THE detective who led the investigation into the 1989 ‘silent rape’ says some police officers at the time may not have believed the victim.
Leslie Marshall was today jailed at Preston Crown Court for six-and-a-half years for the rape in Briercliffe, Burnley.
Detective Constable Lisa Baxter, of Lancashire Constabulary’s cold case investigation unit, said her team had to build the case back up from scratch after original files were destroyed.
She said: “A lot of the case files had been destroyed. There had obviously been a decision at some point, not knowing what the developments were going to be, and the advances in DNA.
“Police officers back in the day obviously thought ‘well, this won’t get detected’ and a decision was made to destroy files for whatever reason. That doesn’t happen now.
“For the victim, it’s nothing to do with the sentence, it’s more justification that she was believed because quite clearly there were doubters out there who didn’t believe her.
"It has affected her life quite clearly.
“There were doubters within the police as well, unfortunately, back in the day.
"It is a different police culture now than it was back then.

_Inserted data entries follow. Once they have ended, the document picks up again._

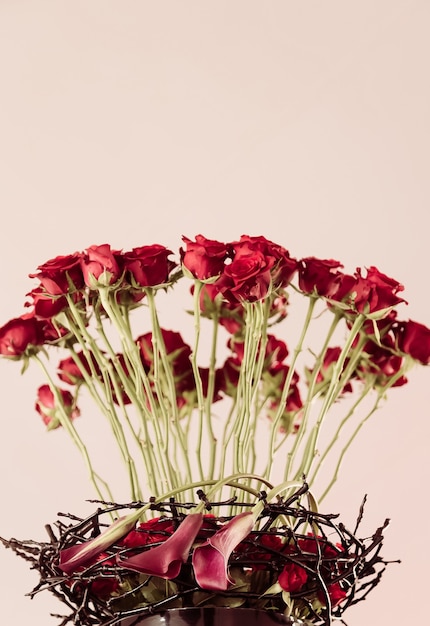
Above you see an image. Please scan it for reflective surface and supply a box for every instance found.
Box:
[120,608,299,626]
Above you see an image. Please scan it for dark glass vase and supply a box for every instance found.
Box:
[116,607,302,626]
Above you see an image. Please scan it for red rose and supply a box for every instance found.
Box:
[215,235,297,302]
[120,517,175,549]
[81,243,122,288]
[332,266,406,315]
[123,244,176,287]
[278,563,308,593]
[180,235,228,280]
[30,252,85,296]
[299,257,343,298]
[0,314,44,357]
[239,235,298,290]
[396,320,430,365]
[358,335,407,387]
[26,287,68,319]
[35,385,80,430]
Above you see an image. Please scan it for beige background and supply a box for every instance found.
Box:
[0,0,430,626]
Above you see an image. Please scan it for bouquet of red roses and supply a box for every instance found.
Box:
[0,235,430,624]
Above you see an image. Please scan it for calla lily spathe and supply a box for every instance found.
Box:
[117,513,203,580]
[59,511,140,574]
[192,511,254,591]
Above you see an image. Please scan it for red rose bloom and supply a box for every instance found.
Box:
[30,252,85,296]
[299,257,343,298]
[123,244,176,287]
[81,243,121,288]
[278,563,308,593]
[0,314,44,357]
[180,235,228,280]
[215,235,297,302]
[396,320,430,365]
[120,517,175,549]
[35,385,80,430]
[332,266,406,314]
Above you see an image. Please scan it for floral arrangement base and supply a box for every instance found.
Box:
[2,483,388,626]
[119,607,305,626]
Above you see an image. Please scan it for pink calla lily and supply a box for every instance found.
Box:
[117,513,203,580]
[59,511,141,574]
[193,511,254,591]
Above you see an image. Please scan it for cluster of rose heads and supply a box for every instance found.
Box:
[0,235,430,502]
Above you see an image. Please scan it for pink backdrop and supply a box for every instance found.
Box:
[0,0,430,626]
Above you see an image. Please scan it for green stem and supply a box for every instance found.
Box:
[284,312,341,480]
[191,280,215,479]
[265,296,318,478]
[296,314,366,478]
[33,354,113,501]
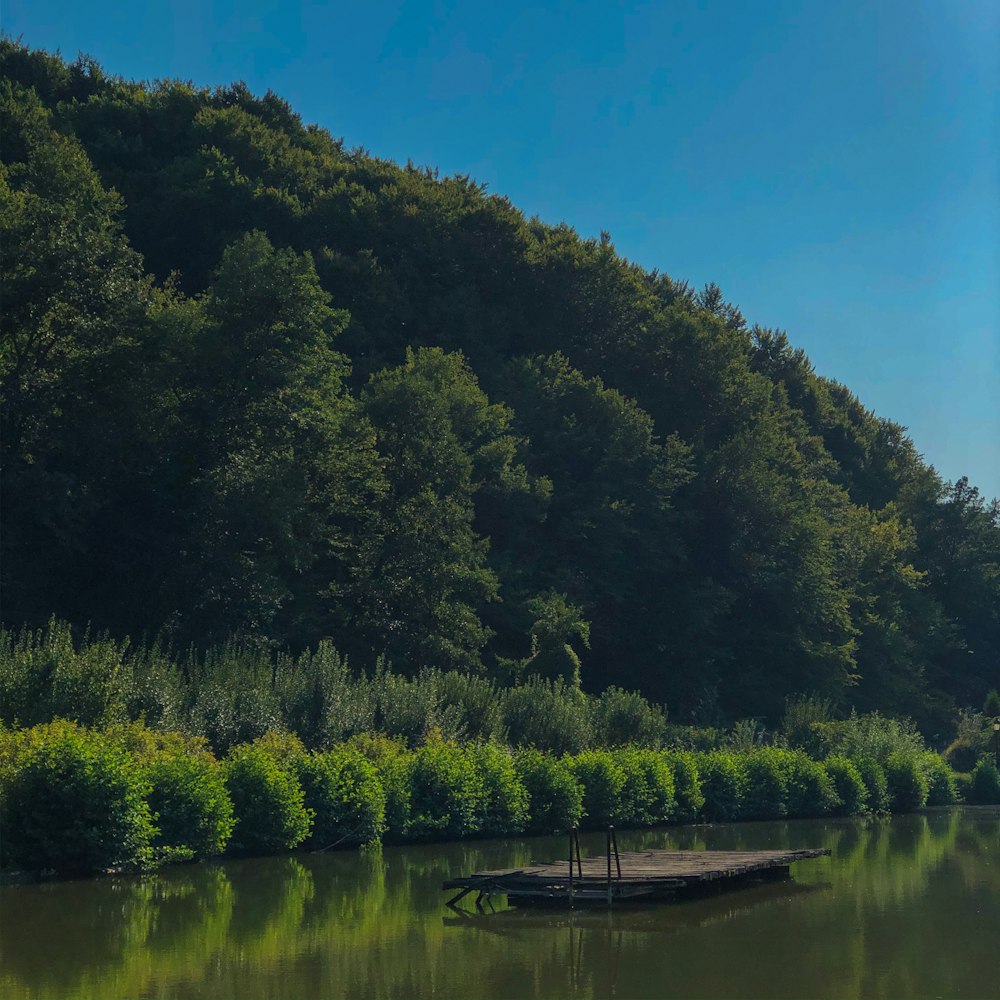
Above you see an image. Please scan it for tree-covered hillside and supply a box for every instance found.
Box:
[0,40,1000,729]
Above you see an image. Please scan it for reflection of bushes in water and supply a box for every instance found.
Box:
[229,858,315,962]
[0,866,233,997]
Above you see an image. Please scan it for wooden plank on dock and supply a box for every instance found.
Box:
[442,848,830,902]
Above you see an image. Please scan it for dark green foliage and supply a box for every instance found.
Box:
[885,750,929,813]
[298,746,386,850]
[740,749,788,819]
[823,756,869,816]
[593,687,665,747]
[696,750,746,822]
[0,618,129,726]
[225,741,313,854]
[983,688,1000,721]
[612,747,677,826]
[663,750,705,823]
[566,750,628,829]
[406,737,483,839]
[466,743,528,836]
[514,750,583,834]
[0,39,1000,736]
[852,757,892,813]
[965,760,1000,805]
[503,678,593,753]
[146,739,235,858]
[0,722,156,874]
[919,750,958,806]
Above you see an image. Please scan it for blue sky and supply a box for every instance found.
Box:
[3,0,1000,496]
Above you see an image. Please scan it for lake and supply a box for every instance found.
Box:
[0,807,1000,1000]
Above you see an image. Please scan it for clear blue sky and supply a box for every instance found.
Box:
[3,0,1000,496]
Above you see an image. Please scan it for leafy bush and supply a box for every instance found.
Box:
[406,738,483,838]
[146,737,235,858]
[918,750,958,806]
[566,750,626,828]
[966,759,1000,806]
[591,687,666,747]
[347,733,412,840]
[0,721,155,874]
[762,750,840,817]
[663,750,705,823]
[885,750,929,813]
[696,750,744,822]
[611,747,677,826]
[503,677,593,754]
[466,743,528,834]
[852,757,892,813]
[740,748,788,819]
[298,745,386,848]
[224,743,313,854]
[514,749,583,833]
[823,756,868,816]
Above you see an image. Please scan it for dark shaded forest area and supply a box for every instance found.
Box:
[0,40,1000,732]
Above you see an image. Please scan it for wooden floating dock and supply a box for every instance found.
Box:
[442,831,830,907]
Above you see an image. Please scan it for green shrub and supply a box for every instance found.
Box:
[0,721,155,874]
[769,750,840,817]
[146,738,235,858]
[224,743,312,854]
[514,750,583,833]
[298,745,386,848]
[466,743,528,834]
[696,750,744,823]
[918,750,958,806]
[406,738,483,838]
[739,748,788,819]
[823,756,868,816]
[663,750,705,823]
[852,757,892,813]
[503,677,593,754]
[885,750,929,813]
[566,750,626,829]
[611,747,677,826]
[346,733,413,840]
[966,758,1000,806]
[591,687,666,747]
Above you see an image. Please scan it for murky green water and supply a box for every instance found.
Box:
[0,809,1000,1000]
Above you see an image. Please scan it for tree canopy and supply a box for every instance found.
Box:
[0,40,1000,730]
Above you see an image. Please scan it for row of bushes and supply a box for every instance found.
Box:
[0,721,1000,872]
[0,619,666,754]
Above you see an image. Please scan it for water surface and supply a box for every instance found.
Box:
[0,808,1000,1000]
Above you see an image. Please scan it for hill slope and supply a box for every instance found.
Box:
[0,41,1000,727]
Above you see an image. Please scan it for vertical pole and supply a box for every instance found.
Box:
[611,827,622,882]
[569,830,574,906]
[608,826,611,906]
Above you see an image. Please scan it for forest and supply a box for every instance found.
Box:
[0,39,1000,741]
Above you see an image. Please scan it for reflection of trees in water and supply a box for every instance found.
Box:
[0,811,1000,1000]
[0,866,232,998]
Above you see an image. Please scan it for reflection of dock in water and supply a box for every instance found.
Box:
[442,828,830,907]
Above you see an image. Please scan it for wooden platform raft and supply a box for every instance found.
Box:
[442,831,830,906]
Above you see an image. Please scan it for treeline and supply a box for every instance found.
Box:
[7,720,1000,873]
[0,40,1000,739]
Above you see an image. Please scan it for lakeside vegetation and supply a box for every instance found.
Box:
[0,622,1000,873]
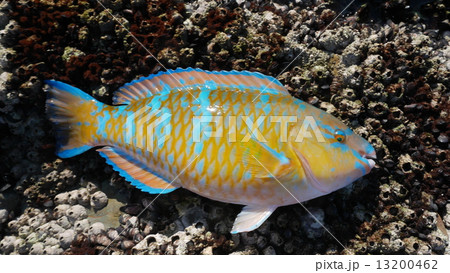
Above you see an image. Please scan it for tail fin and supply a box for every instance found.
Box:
[45,80,102,158]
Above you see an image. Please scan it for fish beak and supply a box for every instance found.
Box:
[362,151,377,169]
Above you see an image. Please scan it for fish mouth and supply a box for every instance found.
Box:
[362,151,377,169]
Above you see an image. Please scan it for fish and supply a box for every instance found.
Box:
[45,68,376,233]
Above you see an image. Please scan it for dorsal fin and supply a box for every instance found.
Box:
[113,68,289,105]
[97,147,177,194]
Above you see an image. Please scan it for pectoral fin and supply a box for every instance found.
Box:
[240,138,292,178]
[231,206,277,234]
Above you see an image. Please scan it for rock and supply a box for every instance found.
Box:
[91,191,108,210]
[88,222,105,235]
[0,209,9,224]
[66,205,87,223]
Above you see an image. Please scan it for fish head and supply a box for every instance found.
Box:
[291,108,376,193]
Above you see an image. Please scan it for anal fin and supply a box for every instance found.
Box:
[231,206,277,234]
[97,147,177,194]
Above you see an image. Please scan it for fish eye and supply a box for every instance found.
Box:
[334,129,345,143]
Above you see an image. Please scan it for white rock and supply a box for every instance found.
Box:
[8,220,21,233]
[88,222,105,235]
[66,205,87,222]
[56,215,72,229]
[44,237,59,247]
[0,209,9,224]
[53,192,69,205]
[14,238,28,254]
[59,229,75,249]
[67,190,78,205]
[43,246,64,255]
[74,219,89,233]
[91,191,108,210]
[28,213,45,229]
[0,236,17,254]
[48,220,65,235]
[53,204,70,218]
[18,226,32,238]
[77,188,90,206]
[30,242,44,255]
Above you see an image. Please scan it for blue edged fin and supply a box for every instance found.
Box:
[97,147,177,194]
[113,68,289,105]
[231,206,277,234]
[238,137,294,178]
[45,80,102,158]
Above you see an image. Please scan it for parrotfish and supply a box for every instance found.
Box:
[46,68,376,233]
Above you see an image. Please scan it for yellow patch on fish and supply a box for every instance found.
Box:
[46,68,376,233]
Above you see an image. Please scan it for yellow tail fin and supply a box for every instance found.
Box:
[45,80,103,158]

“I’m not saying everybody didn’t believe her because the focus of the investigation wouldn’t have continued, but yes there were certain police officers involved in the investigation that didn’t believe her - at the time.
“I wasn’t in the police service back then, but I am aware that the way police officers dealt with rape investigations was different then to what it is now.
“That’s not to say she wasn’t not completely believed.
"The senior investigating officer was fully committed to trying to identify who these offenders were and it is unfortunate he didn’t manage to do that.”
Marshall, who was a driver, was arrested for fiddling his tachograph and when his DNA was put on the national database it matched.
DC Baxter said the case would ‘never have been solved’ without the much-debated DNA database.
She said: “I’m very pleased, more pleased for the victim in this because that’s what it all revolves around.
"The fact that somebody has now been convicted and sentenced in relation to her attack brings a lot of justification and satisfaction.
“It’s very rewarding but we are very mindful all the time that we have a real victim out there and what their thoughts and opinions are on how the case progresses is at the forefront of what we do.
“How best to approach that victim is looked into very carefully because you just don’t know how that person is going to react and who else in their immediate family actually knows now what happened to them all those years ago.
“You can’t predict how someone is going to react to the news that after 20-plus years we’re coming back to tell you we may have an offender for what happened to you.
“It is difficult now for someone to have to go through the court process, but to have lived with it for 20 plus years and then be facing the prospect of having to go to court, it takes a very strong person to want to do that.
“You can only begin to imagine what it must have been like for her.
“She really didn’t know if she was going to come out of this ordeal alive.
"Thankfully she did but then that brings with it another ordeal of having to go through it all.
“Left in the middle of nowhere, freezing cold, having suffered at the hands of these men.
“Knowing that he had done it all those years ago, I’d like to think he was probably just waiting for that knock on the door knowing this was going to happen.”
Marshall answered no comment to all the questions during his police interviews and never told police who his accomplice was or his motive.